旧統一教会と政治家の関係
7月8日の安倍元首相射殺事件を契機に、旧統一教会(現「世界平和統一家庭連合」)や系列団体と政治家との接点や関係が連日マスコミで大きく取り上げられている。報道によれば、旧統一教会やその系列団体と何らかの接点や関係を持った政治家は、立憲民主党や日本維新の会、国民民主党を含め多数に上っているが、とりわけ自民党の政治家が多い。大臣や副大臣・政務官等を含め数十名に上っている。
報道によれば、旧統一教会系「世界日報」へのインタビュー記事掲載、旧統一教会や系列団体の行事への挨拶電報、本人または秘書の出席、旧統一教会系団体への会費等の支払い、旧統一教会側からの選挙運動支援、旧統一教会側からの特定政治家への献金・寄付など、その接点や関係の具体的内容は多種多様である。
政治家の責任
このように、旧統一教会や系列団体と何らかの接点や関係を持った政治家は、濃淡はあっても与野党を問わず多数に上っている。そこで問題になるのは、政治家が旧統一教会や系列団体と何らかの接点や関係を持ったことによる責任の所在である。政治家が「広告塔」として、いわば旧統一教会に「正統性」を与え、その結果として信者を増やし、「霊感商法」などによる被害を拡大したとすれば、その政治的責任は免れないであろう。
その場合、旧統一教会側から実際に選挙運動の支援を受けた政治家と、そうでない政治家とはその責任の大きさにおいて違いがあろう。しかし、単に、電報を打ち、行事に参加し、系列紙に記事が載っただけの政治家も、政治家としての自己宣伝活動の一環として利益を受けているのであるから、その政治的責任を免れないであろう。
このように、旧統一教会問題に対する政治家の責任は、「霊感商法」などによる被害拡大への政治的責任であり法律的責任ではない。
「反共」が政治家との最大の接点
マスコミではあまり報じられていないが、与野党の多数の政治家が旧統一教会や系列団体と接点や関係を持った最大の理由は、「反共」の政治思想が一致したからであると筆者は考える。このことは接点や関係を持った政治家が自民党に圧倒的に多いことからも明らかである。旧統一教会系とされる「国際勝共連合」は共産主義反対を主張する政治団体として、日本国内でも数十年前から有名であった。
「国際勝共連合」系列の「世界日報社」では「反共産主義」の著作の出版も多い。

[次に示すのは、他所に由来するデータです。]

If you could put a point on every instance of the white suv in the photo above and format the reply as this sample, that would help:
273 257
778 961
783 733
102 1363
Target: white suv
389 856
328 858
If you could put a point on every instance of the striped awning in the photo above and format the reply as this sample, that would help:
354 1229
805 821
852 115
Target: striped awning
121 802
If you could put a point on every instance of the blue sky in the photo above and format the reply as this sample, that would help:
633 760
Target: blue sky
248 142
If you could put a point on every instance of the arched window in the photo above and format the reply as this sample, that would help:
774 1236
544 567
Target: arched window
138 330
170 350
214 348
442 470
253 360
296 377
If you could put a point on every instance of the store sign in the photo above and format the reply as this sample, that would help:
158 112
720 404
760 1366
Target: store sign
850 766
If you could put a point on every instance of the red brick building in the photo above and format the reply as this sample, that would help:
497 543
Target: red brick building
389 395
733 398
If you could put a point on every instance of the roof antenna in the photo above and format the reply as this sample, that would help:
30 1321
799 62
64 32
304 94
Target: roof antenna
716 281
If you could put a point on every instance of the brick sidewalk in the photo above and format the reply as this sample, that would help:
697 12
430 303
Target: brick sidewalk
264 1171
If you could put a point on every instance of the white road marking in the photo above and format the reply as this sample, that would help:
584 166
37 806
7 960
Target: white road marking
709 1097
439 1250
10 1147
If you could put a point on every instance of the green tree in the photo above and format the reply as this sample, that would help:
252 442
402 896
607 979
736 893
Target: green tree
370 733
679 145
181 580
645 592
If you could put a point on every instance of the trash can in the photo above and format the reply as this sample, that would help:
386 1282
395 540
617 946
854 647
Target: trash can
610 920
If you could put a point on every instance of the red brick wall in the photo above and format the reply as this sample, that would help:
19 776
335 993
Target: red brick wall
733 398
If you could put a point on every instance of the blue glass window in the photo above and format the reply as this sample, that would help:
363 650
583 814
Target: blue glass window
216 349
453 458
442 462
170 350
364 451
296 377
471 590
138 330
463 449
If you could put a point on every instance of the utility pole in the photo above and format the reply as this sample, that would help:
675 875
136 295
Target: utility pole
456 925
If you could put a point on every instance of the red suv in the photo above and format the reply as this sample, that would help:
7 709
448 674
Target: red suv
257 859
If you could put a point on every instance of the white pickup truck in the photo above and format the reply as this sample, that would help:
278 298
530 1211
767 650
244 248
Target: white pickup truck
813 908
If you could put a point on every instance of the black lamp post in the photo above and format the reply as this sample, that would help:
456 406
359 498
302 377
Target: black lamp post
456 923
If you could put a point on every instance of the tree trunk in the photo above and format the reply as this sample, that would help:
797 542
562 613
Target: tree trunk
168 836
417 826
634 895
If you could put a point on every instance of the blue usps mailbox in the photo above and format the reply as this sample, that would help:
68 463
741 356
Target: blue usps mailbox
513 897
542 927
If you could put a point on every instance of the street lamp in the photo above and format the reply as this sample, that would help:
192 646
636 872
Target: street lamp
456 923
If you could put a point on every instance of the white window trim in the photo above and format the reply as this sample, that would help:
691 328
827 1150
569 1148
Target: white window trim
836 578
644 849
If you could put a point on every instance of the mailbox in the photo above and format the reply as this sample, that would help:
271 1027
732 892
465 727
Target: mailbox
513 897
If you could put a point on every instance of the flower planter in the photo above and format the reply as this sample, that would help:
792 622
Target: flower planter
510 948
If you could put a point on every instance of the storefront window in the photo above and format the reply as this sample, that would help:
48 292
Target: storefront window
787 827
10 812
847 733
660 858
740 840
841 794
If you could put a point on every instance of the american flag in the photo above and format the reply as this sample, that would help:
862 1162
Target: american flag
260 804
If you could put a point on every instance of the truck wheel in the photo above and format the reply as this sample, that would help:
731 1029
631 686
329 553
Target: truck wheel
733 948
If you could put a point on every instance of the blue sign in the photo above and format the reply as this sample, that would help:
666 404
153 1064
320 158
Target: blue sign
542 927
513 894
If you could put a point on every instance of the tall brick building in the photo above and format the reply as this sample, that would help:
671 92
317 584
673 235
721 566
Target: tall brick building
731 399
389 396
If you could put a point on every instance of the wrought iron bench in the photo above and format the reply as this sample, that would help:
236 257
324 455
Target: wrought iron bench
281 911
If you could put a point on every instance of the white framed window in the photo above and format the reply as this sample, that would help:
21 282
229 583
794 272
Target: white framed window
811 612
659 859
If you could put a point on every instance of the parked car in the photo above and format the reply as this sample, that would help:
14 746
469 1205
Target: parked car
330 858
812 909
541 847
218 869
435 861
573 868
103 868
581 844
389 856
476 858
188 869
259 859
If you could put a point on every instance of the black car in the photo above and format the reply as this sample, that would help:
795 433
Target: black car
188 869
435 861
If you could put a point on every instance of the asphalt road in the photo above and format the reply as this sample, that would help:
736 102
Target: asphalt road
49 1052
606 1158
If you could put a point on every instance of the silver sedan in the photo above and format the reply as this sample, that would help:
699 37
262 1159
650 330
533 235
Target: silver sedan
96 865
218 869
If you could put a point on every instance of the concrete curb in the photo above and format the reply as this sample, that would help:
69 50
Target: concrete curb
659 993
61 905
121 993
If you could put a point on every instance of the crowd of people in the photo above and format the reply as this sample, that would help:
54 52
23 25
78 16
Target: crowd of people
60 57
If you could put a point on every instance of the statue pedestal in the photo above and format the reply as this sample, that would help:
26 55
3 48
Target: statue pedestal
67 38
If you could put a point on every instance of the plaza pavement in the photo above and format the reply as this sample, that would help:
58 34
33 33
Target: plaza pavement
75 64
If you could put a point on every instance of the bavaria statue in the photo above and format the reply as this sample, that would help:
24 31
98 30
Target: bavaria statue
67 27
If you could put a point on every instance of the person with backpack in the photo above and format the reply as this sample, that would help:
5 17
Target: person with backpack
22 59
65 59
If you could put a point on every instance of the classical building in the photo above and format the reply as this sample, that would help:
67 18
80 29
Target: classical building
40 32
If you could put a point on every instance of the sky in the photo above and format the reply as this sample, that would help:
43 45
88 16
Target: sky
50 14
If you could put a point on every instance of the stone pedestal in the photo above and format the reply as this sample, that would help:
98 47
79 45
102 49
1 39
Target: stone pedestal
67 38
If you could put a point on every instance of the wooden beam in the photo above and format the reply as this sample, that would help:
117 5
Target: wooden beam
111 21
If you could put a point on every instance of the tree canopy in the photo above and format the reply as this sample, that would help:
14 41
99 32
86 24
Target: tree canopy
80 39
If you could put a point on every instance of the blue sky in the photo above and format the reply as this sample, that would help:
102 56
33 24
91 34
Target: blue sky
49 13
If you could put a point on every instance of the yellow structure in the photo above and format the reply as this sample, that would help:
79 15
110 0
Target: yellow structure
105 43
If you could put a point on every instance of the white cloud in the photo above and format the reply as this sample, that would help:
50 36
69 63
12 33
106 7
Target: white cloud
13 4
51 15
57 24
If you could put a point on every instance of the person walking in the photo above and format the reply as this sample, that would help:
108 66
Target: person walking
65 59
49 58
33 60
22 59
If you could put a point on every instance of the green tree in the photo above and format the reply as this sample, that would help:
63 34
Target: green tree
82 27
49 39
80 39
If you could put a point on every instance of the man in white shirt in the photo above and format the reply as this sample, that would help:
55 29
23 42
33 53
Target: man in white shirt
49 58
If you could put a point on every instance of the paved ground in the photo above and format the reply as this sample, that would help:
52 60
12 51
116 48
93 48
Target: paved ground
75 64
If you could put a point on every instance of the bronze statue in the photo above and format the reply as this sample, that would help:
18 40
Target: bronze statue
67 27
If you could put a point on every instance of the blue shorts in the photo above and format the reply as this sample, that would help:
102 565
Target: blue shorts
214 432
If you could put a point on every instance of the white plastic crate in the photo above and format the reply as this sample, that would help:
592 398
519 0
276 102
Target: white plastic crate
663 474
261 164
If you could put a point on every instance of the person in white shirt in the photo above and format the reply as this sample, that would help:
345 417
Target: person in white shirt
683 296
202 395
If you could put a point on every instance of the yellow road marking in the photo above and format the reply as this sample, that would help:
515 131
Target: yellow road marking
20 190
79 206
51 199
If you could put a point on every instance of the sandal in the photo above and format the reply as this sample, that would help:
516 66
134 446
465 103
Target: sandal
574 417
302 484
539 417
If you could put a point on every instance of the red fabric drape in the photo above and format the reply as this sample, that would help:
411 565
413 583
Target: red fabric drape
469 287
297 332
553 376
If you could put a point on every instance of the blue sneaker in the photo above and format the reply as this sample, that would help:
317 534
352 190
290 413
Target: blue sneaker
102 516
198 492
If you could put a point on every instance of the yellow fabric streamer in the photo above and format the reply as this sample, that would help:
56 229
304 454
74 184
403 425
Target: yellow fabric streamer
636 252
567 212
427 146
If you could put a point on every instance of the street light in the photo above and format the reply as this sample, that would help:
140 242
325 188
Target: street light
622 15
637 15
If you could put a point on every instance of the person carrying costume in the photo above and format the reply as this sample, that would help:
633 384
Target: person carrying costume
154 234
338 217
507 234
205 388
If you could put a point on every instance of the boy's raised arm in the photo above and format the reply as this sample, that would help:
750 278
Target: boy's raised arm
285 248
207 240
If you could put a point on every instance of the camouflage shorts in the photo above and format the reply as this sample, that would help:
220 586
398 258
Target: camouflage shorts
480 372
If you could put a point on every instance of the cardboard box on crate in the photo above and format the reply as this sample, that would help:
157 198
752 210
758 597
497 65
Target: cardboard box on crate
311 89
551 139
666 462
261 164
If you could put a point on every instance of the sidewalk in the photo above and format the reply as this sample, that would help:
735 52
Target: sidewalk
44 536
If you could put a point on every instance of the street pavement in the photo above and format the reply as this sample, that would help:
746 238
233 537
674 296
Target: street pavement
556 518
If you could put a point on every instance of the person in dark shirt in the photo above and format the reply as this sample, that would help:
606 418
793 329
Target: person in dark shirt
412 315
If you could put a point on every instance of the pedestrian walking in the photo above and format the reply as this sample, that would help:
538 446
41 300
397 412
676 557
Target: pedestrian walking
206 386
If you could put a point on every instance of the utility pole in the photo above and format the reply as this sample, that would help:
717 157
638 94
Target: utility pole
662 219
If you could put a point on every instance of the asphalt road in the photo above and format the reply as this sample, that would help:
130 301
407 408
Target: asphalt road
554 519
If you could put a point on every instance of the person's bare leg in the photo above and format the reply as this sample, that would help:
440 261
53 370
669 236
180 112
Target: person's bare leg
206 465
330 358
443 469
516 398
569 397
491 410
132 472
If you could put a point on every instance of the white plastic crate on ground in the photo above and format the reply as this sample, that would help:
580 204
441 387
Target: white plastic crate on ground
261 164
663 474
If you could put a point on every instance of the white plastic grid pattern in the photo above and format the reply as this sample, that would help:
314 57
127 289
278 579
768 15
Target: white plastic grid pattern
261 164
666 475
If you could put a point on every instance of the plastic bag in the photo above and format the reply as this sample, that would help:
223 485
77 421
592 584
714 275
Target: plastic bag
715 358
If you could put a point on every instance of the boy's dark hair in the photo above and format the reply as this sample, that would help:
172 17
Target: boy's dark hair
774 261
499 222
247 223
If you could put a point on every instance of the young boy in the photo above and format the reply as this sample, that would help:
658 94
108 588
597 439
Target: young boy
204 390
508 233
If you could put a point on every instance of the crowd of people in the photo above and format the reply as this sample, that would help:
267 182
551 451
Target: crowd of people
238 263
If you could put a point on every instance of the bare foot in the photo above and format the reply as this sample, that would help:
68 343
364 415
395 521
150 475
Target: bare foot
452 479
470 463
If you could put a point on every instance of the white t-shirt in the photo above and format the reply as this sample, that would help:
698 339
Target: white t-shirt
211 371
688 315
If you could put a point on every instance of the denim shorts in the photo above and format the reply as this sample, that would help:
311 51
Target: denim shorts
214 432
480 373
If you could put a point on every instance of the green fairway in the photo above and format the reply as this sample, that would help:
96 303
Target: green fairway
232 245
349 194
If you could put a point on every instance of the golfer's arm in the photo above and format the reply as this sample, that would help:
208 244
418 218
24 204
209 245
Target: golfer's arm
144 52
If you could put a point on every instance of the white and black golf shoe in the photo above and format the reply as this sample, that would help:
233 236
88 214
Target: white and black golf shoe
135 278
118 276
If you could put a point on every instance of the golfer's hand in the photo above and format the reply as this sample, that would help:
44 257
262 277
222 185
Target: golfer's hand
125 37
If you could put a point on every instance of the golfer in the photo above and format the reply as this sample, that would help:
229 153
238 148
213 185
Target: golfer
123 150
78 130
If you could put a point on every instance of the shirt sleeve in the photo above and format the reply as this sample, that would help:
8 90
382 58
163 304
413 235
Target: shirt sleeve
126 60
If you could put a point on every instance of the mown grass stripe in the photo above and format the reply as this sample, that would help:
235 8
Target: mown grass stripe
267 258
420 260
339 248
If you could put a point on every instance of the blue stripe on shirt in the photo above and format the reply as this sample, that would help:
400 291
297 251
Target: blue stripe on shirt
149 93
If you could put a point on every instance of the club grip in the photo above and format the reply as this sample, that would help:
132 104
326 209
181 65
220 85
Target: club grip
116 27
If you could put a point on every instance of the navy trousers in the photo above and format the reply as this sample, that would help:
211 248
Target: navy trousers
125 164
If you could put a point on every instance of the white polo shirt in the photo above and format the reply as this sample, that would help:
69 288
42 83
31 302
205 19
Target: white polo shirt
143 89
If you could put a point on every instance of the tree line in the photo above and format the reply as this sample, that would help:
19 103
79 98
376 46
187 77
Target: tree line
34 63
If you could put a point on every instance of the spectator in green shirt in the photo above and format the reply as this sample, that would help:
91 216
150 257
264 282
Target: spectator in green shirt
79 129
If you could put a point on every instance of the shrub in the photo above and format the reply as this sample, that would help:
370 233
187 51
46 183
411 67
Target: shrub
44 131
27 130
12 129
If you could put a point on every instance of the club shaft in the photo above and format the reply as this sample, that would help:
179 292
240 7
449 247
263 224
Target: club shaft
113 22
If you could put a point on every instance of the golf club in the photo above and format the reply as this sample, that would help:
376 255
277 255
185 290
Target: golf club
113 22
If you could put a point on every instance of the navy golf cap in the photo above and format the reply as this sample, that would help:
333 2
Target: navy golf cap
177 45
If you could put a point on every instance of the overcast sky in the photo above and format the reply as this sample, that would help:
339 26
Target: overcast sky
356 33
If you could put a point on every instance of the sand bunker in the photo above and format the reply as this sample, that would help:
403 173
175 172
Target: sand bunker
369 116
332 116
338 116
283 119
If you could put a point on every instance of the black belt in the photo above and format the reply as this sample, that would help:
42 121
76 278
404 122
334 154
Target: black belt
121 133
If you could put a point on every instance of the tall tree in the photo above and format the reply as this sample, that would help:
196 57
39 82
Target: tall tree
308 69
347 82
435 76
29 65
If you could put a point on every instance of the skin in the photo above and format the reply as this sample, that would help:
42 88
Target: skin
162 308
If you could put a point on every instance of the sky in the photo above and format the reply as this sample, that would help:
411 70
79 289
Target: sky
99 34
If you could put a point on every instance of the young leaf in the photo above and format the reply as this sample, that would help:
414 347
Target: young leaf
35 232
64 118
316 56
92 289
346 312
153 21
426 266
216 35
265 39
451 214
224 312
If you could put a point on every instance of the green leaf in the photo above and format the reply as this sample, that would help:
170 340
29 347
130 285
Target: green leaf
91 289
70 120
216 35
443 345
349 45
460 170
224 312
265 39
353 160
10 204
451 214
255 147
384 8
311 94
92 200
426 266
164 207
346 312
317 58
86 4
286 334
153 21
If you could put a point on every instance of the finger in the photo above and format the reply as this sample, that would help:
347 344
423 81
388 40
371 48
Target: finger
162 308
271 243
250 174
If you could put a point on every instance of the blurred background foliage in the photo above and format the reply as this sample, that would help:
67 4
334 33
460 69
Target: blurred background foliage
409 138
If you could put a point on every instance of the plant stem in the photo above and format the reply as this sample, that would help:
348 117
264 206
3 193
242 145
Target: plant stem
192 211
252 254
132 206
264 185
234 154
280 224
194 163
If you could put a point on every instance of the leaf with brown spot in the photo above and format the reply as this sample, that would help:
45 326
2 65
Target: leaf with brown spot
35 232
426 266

それらによれば、いずれも、共産主義すなわち「マルクス・レーニン主義」を鋭く批判している。すなわち、マルクスの労働価値説、剰余価値説、階級闘争論、資本主義崩壊論や、レーニンの暴力革命論、プロレタリアート独裁論、日本共産党の革命路線などを徹底的に批判している(国際勝共連合本部教育部長清野清著「日本共産党を論破する」平成16年世界日報社刊など参照)。
こうした旧統一教会や系列の「国際勝共連合」が立脚する「反共産主義」の政治的思想的立場が、自民党など日本の保守系の政治家に大きな影響を与え、旧統一教会や系列団体との重要な接点になったと考えられる。
すなわち、接点や関係を持った多くの政治家にとっては、選挙運動支援等の具体的利益以上に、思想的立場の一致が最大の要因であったと筆者は考えるのである。この点はなぜかマスコミでも殆ど取り上げられていない。
「反共」の撲滅ではなく「霊感商法」の撲滅をすべき
このように、政治家と旧統一教会や系列団体との接点や関係が、「反共」という政治思想の一致によるものであるとすれば、両者は、憲法19条が保障する「思想及び良心の自由」の領域の問題であるから、政治権力が旧統一教会の思想の自由や思想宣伝の自由を取り締まるべきでないことは明らかである。
したがって、今後、政治権力が徹底的に取り締まるべきは、旧統一教会の「思想」ではなく、「霊感商法」などの社会的違法行為であり、その再発防止である。そして救済すべきはその被害者及びその家族である。岸田内閣の河野太郎消費者担当大臣特有の突破力と実行力に大いに期待したいものである。